In the woods of Townshend State Park, forest protection specialist Jim Esden is girdling an ash tree. With its flow of nutrients interrupted, the tree will die within a year. But the sacrifice could help detect the presence of the tiny beetle that could kill many more ash trees: the emerald ash borer.
Esden says the insects also girdle the trees, by tunneling beneath the bark.
"The female will lay her eggs in the crevices of the bark," he explains. :The larva will emerge from the egg and eat through the bark and eat through the cambium and phloem layer. It only takes two to four years for an infested tree to die."
Esden makes a shallow cut with his bow saw around the tree’s circumference.
"And then about eight inches down we’ll do that again," he says. With a draw knife, he scrapes away the bark between the two saw lines. He says the dying tree will give off volatile oils that attract the iridescent green insect in its flying stage.

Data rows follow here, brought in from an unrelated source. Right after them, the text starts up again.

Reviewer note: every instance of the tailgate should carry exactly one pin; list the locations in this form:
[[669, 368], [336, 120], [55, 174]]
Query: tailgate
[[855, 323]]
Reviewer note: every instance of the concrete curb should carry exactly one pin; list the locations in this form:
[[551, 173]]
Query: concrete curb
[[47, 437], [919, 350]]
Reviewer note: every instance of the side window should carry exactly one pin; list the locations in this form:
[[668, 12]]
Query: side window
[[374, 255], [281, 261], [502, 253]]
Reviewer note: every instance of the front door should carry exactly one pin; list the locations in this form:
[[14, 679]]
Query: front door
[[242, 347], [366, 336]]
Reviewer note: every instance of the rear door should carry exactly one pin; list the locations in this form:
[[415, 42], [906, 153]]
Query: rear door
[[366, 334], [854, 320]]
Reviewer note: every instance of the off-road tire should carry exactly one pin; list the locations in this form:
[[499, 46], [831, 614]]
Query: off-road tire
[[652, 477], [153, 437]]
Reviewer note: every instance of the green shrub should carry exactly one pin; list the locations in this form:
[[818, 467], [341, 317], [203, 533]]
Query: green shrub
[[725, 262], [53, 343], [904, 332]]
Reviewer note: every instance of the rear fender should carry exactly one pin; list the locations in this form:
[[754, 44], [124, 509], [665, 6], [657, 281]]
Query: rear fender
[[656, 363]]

"And if there is emerald ash borer in the area, we hope that it will be attracted to this tree," Esden says. "They’ll lay their eggs and before the hatched out larva can mature and leave this tree, we’ll cut it down and peel the bark off to look for those larvae."
The emerald ash borer was first detected in this country in Detroit in 2002. Scientists think it came from Asia in packing materials.

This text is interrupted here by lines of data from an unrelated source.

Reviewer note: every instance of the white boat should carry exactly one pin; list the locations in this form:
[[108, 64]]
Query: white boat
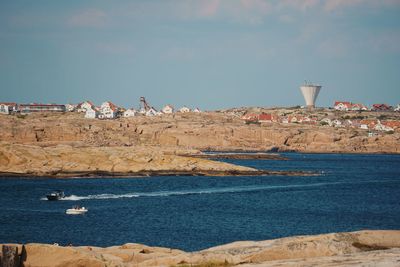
[[76, 210]]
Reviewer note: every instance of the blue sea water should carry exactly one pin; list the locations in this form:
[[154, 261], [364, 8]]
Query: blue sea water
[[352, 192]]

"We wanted to alert people that the emerald ash borer is on its way to Vermont...so that we can make plans to contain it when it gets here." - Betsy Whittaker, Dummerston Conservation Commission
So far early detection is the only realistic defense against the fast-moving pest, which is already killing trees on all sides of Vermont's borders. Esden says chemical treatments can sometimes help individual trees on lawns or in parks survive an infestation. But the treatments aren’t a practical solution in a state that has roughly 160 million ash trees.
Scientists are searching for a way to combat the infestations. But Esden says that’s going to take time.
"So our strategy in Vermont is not to eradicate, but simply slow down the spread of emerald ash borer," he says. "And that’s where citizen scientists are being so helpful."
Hundreds of volunteers have joined the effort to detect and contain the emerald ash borer and other pests that are threatening Vermont’s woods, including the hemlock woolly adelgid and the maple-loving Asian long-horned beetle.
On a recent Saturday a dozen volunteers were in Wilmington for the Forest Pest First Detector training. The program is by UVM Extension and several state and federal agencies. Volunteers learn how to recognize the pests in their adult and larval stages. They leave equipped with educational materials and handouts to alert their neighbors to the threat.
Betsy Whittaker attended the Wilmington training. Whittaker is a member of the Dummerston Conservation Commission, which had a small grant last year to map the town’s prominent ash trees.
"We presented our map to the select board and posted it in the town offices," Whittaker says. "We also talked with the town road crew and the tree warden. We wanted to alert people that the emerald ash borer is on its way -- if it's not already here -- so that we can make plans to contain it when it gets here."
One of the best containment strategies is to restrict the movement of wood. Forest pests often enter a region on firewood brought into campgrounds and vacation homes.
Whittaker has been visiting all the camping areas in her town. She’s aware of the dire predictions, that the ash tree will go the way of the chestnut and the elm. But she’s hopeful that won’t happen. And she says that when the ash borer is spotted in Vermont, it will be a volunteer who makes the discovery.